兢兢業業好些年,自認也算得上踏實做事,明明干得最多,但是總比不過其余人得官人器重。
今次閔老上門來找人去滑州,官人從下頭選人,大家知道都是干苦力活,又沒有一點好處的,你推我,我推你,誰都不肯去。
最后又是他被硬生生提溜出來,推都推不掉。
昨日那幾個文人、門客商量著要走,自然也叫了他。
但他哪里能那樣恣意而行。
一則答應了的事情,沒有特殊緣故,實在做不到甩手就走,二則要是走了,畢竟每月領了貼補,自己如何跟官人交代?官人又如何跟閔老交代?

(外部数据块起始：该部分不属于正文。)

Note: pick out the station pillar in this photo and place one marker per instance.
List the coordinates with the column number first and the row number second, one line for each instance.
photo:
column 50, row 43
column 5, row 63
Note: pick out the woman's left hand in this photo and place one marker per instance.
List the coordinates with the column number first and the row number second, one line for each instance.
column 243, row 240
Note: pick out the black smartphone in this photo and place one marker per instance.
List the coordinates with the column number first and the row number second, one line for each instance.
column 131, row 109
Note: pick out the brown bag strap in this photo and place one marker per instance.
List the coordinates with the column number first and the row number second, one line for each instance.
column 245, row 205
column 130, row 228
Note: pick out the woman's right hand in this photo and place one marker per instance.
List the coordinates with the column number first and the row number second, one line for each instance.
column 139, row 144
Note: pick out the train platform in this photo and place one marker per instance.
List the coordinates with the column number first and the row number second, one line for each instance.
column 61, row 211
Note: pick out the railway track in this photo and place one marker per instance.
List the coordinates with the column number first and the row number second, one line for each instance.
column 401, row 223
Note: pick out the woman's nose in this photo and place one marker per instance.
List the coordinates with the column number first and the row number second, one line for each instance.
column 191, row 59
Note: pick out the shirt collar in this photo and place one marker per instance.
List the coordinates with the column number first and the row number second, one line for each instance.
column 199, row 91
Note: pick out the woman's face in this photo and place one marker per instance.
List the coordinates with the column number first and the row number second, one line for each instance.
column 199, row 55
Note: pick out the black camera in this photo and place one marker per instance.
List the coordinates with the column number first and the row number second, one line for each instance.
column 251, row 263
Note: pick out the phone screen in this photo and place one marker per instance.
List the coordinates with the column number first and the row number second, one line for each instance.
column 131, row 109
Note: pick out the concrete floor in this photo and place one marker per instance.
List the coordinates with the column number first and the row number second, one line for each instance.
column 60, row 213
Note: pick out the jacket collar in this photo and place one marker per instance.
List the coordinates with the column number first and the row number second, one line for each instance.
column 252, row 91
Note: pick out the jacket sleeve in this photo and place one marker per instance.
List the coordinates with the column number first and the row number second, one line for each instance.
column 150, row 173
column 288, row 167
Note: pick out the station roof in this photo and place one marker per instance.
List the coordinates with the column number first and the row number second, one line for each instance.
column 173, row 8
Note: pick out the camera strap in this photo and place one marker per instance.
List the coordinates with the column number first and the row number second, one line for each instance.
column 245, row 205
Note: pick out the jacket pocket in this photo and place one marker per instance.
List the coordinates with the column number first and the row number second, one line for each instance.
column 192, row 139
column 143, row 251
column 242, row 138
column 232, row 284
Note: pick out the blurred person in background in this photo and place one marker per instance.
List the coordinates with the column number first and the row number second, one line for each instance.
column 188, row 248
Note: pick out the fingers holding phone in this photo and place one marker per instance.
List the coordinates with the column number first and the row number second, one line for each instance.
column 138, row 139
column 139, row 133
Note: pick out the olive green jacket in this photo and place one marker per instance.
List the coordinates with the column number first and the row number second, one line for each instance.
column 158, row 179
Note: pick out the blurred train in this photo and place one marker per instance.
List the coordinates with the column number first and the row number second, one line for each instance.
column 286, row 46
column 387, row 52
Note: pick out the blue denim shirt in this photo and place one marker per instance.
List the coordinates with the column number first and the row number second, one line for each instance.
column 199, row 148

可挨了一晚上,今日又量測了一天的水文,早上、中午只吃了冷硬干糧,眼下一身濕澆澆,肚子又餓,身上又累,衣服、鞋子又黏。
哪怕早不是小年輕了,盧文鳴還是忍不住鼻酸。
太難熬了。
他不知道這樣的日子還能熬多久,只能硬頂著。
踩著漏水的鞋進了屋子,剛推開門,里頭同屋的學生就叫道:“盧兄,你衣服是不是濕了?趕緊換一身,要吃飯了——剛剛這屋主來了,說一會帶咱們去祠堂,宋小娘子備了飯菜。”
盧文鳴知道那宋小娘子是韓礪今次請去滑州打理伙食的,雖不知道怎么個打理法,又怎么會叫這樣一個小娘子,但他眼下實在也騰不出力氣去臧否。

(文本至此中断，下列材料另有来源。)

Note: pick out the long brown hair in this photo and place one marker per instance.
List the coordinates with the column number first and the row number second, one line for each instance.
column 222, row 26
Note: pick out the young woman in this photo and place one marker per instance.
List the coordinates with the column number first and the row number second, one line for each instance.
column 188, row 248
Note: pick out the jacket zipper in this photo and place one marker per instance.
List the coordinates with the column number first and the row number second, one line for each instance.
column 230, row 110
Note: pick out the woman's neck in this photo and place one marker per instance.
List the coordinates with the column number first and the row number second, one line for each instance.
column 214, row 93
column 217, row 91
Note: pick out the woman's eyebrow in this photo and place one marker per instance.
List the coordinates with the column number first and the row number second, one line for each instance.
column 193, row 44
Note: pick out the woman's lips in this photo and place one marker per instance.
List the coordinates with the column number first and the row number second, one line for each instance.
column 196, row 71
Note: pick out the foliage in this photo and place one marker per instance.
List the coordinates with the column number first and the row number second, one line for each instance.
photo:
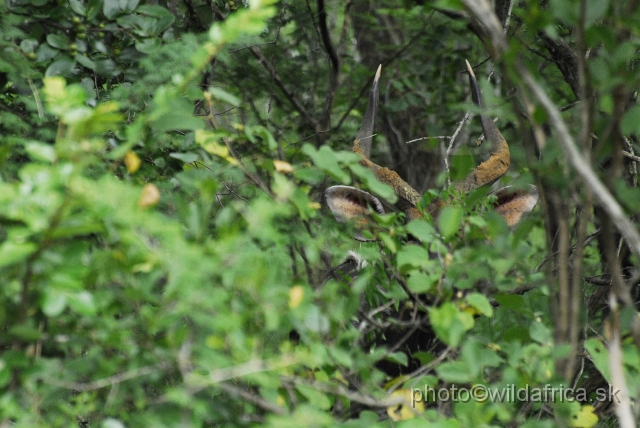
column 166, row 260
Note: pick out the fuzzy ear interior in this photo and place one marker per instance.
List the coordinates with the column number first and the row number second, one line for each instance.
column 514, row 204
column 348, row 203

聽得有飯吃,不用再啃干糧,他忙去了床邊,草草換了褲子,脫了鞋,正準備赤腳走,一旁那學生又道:“這里有新鞋,盧兄穿這個!”
盧文鳴一看,乃是一雙竹板鞋,簡陋得很,但是鞋跟很高,這樣的雨天,腳不容易濕水,還更透氣。
他有些驚訝,問道:“哪里來的?”
“主人家說是宋小娘子照著那韓礪的交代,買了送來的。”
說完,又指了床邊放著的一張椅子,道:“咱們衣服、鞋子也洗了,還烘干了——你別說,我正犯愁哩,今日身上穿的是最后一套,洗了又干不了,不洗又沒得換!”
盧文鳴過去一看,上手一摸,果然衣服、鞋子俱都洗得干凈不說,入手干燥得很,還有些溫熱,多半是才烘干沒多久。

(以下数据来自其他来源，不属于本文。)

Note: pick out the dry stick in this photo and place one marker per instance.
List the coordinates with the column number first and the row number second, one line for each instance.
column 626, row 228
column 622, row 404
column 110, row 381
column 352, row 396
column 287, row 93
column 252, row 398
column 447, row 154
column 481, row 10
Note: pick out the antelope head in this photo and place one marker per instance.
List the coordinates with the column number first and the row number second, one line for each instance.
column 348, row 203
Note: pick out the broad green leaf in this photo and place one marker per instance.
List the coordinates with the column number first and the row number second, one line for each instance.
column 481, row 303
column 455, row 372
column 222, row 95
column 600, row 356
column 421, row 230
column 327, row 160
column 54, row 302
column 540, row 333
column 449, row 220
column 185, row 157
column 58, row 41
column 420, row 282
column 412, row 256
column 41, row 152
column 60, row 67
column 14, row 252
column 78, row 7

明明只是有了一套干凈衣服鞋襪,又得了一雙竹板鞋,平日里根本不值一提,但在此時此刻,卻叫他心頭的煩悶一下子就散去了不少。
兩人換上鞋子,匆匆去了祠堂。
宋妙同大餅在祠堂里頭等了有一會了,眼見慢慢有人到了,回得廚房,拿豬油炒了幾鍋菜花,才開始滾湯。
清湯最為快手。
邊上早有一大鍋的開水,她熱了一口空鍋,用一點底油小火烘姜片,又下蝦皮慢慢煸炒,炒出海鮮香味來,因胡椒太貴,不舍得放,放了一點花椒同炒。
等到炒得香味盡出,把滾水往鍋里一撞,稍煮一煮,便將姜片、花椒撈出來棄之不用,下一小圈魚露,再扔了三四餅焙香的紫菜進去。